Die Wertachkliniken Bobingen und Schwabmünchen wollen die Rahmenbedingungen für Pflegefachkräfte verbessern. Gelingen soll das mit einer Arbeitsmarktzulage und einem neuen Arbeitszeitmodell. Als kommunales Haus gelte für die Wertachkliniken zwar der Tarifvertrag des öffentlichen Diensts, mit der Arbeitsmarktzulage würden examinierte Fachkräfte im Pflegedienst aber zusätzlich mehr Geld bekommen. Die Entgelte würden jeweils um zwei Stufen angehoben und in den beiden letzten Stufen 20 Prozent mehr bezahlt, beschreibt Pflegedienstleiter Daniel Hierl. Die Zulage sei zunächst auf drei Jahre befristet und werde rückwirkend vom 1. Juli 2023 bis 30. Juni 2026 gezahlt.

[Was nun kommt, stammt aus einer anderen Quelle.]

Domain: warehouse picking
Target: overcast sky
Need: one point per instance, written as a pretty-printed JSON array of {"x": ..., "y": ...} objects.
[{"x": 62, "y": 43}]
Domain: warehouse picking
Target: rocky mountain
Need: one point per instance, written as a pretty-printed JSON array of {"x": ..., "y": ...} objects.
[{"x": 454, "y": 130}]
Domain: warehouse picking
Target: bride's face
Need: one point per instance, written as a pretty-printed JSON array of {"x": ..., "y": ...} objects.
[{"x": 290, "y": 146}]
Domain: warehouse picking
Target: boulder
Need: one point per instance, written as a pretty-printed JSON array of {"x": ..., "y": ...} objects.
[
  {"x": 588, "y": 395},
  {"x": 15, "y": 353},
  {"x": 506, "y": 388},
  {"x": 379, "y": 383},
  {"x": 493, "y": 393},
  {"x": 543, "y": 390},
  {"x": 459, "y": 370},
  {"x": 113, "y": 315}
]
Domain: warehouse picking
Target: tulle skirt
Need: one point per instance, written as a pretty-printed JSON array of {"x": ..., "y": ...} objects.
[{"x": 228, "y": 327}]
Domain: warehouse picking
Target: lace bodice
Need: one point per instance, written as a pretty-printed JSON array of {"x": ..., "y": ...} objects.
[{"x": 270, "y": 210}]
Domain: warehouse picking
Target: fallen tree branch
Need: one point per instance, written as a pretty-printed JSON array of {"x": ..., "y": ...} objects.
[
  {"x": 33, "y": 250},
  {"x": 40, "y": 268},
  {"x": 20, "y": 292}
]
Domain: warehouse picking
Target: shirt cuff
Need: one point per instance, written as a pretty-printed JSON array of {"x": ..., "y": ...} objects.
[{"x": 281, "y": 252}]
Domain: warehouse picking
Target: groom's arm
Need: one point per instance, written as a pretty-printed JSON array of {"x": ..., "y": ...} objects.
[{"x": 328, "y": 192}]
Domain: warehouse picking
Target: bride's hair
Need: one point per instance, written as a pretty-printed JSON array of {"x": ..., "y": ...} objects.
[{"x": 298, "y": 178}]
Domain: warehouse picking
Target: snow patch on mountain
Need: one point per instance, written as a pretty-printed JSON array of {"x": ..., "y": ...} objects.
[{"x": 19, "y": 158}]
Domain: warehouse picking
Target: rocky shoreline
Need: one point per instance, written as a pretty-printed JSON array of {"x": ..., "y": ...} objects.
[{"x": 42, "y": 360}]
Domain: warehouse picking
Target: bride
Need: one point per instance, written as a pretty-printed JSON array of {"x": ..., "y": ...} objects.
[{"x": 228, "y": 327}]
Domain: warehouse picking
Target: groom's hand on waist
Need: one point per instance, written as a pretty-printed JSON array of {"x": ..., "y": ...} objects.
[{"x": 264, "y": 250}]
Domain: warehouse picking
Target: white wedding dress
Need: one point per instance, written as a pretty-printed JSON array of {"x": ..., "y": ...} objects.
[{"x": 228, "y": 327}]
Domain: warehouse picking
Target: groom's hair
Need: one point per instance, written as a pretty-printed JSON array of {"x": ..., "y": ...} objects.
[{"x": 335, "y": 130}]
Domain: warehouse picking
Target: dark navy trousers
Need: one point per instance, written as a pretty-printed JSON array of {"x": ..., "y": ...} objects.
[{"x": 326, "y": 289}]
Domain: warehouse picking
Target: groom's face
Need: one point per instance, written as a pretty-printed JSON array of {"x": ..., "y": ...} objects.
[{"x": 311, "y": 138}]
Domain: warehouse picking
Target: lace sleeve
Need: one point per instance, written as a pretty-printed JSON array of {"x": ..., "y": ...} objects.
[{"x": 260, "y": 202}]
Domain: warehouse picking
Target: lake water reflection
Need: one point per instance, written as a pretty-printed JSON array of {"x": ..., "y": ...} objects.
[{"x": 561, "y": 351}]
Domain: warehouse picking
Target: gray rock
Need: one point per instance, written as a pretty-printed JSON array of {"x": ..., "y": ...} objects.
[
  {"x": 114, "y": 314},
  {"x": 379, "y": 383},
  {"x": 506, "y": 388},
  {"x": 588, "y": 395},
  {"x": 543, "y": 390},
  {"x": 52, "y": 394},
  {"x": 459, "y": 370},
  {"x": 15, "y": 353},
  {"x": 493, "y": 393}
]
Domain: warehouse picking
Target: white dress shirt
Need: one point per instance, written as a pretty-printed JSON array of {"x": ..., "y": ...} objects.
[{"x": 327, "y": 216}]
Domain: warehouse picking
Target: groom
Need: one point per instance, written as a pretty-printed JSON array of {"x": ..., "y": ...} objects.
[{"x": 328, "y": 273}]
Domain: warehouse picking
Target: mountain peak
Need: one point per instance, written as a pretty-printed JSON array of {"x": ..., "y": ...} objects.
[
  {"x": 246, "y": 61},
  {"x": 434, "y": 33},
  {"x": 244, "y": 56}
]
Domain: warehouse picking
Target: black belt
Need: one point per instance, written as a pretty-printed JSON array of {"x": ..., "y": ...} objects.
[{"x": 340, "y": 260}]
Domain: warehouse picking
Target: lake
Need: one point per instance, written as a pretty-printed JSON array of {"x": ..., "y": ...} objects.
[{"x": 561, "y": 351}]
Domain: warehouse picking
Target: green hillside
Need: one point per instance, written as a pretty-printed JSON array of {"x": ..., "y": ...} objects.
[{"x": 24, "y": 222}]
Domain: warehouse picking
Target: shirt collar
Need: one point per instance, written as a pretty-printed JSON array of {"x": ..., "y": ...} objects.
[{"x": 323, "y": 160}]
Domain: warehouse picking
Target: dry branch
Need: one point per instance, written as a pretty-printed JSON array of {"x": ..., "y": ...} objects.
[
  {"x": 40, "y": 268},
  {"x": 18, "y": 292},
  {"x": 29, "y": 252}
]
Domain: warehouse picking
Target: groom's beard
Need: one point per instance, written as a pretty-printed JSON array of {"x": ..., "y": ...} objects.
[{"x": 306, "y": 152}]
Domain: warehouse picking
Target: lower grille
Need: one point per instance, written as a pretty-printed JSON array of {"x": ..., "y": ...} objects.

Kurze Dienstzeiten statt dieselben Arbeitszeiten an weniger Tagen
Das neue Arbeitszeitmodell soll vor allem Wiedereinsteiger anlocken. Statt dieselben Arbeitszeiten an weniger Tagen, gebe es nun einen "sinnvollen Mix" aus kurzen Dienstzeiten. Diese würden bewusst die Stoßzeiten auf den Stationen ergänzen. Das sei beispielsweise am Vormittag während der Visite der Fall, von 8.30 Uhr bis 12 Uhr, und am Abend von 17 Uhr bis 22 Uhr. Eltern erhielten so die Möglichkeit, ihre Kinder in KiTa und Schule zu bringen und dann am Vormittag einige Stunden zu arbeiten, so Hierl weiter. Häuslich Pflegende könnten beispielsweise verkürzte, feste Arbeitszeiten am Abend vereinbaren.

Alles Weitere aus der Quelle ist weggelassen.